Jakarta – Creative Advisor Kreavi Anto Motulz mengatakan salah satu penyebab gugurnya startup sebelum berkembang adalah euforia saat mendapat investor.

“Ketika dapat investasi itu selebrasi jadi langsung sewa tempat besar, kantor keren trus langsung melihat start up stylenya gini langsung ganti padahal bisnis belum mulai,” kata Anto di hadapan ratusan startup di Thinkubator, Jakarta, Kamis (28/3/2019).

Padahal, imbuhnya, momen mendapatkan investor itu merupakan bentuk kepercayaan guna membuat startup itu semakin berdaya.
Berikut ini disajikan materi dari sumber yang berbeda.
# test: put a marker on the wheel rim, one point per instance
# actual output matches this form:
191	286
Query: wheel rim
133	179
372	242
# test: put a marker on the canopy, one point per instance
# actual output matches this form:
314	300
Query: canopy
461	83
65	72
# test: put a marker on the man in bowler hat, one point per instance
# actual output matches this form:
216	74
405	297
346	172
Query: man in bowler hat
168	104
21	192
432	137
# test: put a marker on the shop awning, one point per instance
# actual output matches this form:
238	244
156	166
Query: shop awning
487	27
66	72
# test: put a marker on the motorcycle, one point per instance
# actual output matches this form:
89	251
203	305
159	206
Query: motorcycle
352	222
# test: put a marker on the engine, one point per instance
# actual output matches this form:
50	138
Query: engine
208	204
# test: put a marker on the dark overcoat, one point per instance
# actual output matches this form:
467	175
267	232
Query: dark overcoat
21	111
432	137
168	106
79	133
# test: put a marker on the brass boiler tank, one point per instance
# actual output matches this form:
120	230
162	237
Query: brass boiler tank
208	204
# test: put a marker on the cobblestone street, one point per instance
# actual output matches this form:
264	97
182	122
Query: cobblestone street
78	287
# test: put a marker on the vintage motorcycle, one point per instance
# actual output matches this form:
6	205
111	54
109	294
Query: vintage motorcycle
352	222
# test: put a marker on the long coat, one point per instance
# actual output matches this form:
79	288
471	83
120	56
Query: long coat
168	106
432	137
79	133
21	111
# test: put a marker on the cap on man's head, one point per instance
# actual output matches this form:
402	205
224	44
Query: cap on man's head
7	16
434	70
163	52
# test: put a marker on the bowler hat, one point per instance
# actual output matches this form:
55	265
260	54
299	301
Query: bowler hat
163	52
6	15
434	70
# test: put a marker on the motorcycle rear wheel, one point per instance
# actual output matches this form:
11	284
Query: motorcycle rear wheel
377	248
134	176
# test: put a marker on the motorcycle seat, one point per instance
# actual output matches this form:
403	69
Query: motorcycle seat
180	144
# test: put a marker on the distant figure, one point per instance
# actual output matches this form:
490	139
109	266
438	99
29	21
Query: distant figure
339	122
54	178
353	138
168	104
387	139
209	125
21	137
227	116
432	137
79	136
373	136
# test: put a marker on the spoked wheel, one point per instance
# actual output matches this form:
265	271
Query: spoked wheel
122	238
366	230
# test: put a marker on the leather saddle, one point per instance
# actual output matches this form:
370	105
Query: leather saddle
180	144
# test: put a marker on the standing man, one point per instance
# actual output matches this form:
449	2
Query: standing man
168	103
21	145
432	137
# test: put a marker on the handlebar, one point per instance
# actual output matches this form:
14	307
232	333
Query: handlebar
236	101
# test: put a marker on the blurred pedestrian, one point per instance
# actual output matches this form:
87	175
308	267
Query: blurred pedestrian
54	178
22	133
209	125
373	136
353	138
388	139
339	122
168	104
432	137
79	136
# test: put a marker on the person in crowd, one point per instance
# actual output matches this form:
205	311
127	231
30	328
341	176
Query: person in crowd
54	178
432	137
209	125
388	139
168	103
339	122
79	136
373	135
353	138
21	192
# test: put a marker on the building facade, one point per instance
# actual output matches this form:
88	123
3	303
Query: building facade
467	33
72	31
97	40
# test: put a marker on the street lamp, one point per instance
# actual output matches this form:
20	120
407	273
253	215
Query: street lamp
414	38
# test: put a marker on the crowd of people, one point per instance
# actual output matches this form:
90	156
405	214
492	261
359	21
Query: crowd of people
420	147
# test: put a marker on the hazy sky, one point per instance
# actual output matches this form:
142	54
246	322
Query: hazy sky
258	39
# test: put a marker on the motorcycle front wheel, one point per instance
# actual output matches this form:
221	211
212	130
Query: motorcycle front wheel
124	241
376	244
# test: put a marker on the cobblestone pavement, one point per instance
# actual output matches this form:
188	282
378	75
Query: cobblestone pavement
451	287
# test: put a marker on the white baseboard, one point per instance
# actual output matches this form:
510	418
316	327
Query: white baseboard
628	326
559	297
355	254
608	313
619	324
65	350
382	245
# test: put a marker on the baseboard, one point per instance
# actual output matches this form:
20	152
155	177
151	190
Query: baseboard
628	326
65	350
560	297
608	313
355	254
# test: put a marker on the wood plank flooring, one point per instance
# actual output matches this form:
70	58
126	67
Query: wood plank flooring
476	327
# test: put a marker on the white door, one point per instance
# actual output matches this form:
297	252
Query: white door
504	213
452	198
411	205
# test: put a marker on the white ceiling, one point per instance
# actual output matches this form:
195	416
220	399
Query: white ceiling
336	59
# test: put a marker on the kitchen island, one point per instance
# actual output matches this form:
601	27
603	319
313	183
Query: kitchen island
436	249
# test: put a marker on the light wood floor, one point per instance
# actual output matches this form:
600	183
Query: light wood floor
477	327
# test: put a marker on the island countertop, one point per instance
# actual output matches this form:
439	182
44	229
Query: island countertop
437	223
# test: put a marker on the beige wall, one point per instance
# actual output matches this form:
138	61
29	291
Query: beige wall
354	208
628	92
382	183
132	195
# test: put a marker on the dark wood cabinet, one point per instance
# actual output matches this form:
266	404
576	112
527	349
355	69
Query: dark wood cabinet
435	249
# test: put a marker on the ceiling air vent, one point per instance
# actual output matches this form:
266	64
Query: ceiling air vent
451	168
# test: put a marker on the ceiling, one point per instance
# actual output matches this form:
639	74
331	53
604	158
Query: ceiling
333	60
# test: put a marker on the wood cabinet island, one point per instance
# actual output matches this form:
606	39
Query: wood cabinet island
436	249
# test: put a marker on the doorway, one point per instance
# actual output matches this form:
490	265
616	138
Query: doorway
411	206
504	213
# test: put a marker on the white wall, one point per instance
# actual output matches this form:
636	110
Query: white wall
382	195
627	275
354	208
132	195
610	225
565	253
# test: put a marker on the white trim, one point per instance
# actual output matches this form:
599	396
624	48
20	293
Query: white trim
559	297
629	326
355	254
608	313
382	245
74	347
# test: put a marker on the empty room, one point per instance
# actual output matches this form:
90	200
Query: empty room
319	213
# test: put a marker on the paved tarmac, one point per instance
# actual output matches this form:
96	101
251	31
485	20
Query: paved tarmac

Semisal merekrut tenaga ahli sesuai kebutuhan.

“Itu (investasi) ngutang padahal. Nah itu hati-hati. Jangan tiba-tiba dapat uang seolah-olah sukses padahal belum,” lanjut dia.

Oleh karena itu, dia pun menasehati agar uang pendanaan dari investor tersebut sebaiknya dimanfaatkan dengan saksama agar startup bisa bertahan dengan perencanaan sekian tahun ke depan.

“Biasanya startup itu ngukurnya 2 atau 3 tahun. Wah, misalnya, ada muncul startup ini seru, oke. Setahun tiga tahun tiba-tiba udahan. Itu namanya rintisan makanya tinggal manfaatkan momen struggling ini,” tambahnya.

Anto Motulz menjadi pembicara bersama Founder & CEO YOT Billy Boen dan Grab Venture Capital Aditi Sharma di sesi workshop Digital Branding to Get Investor.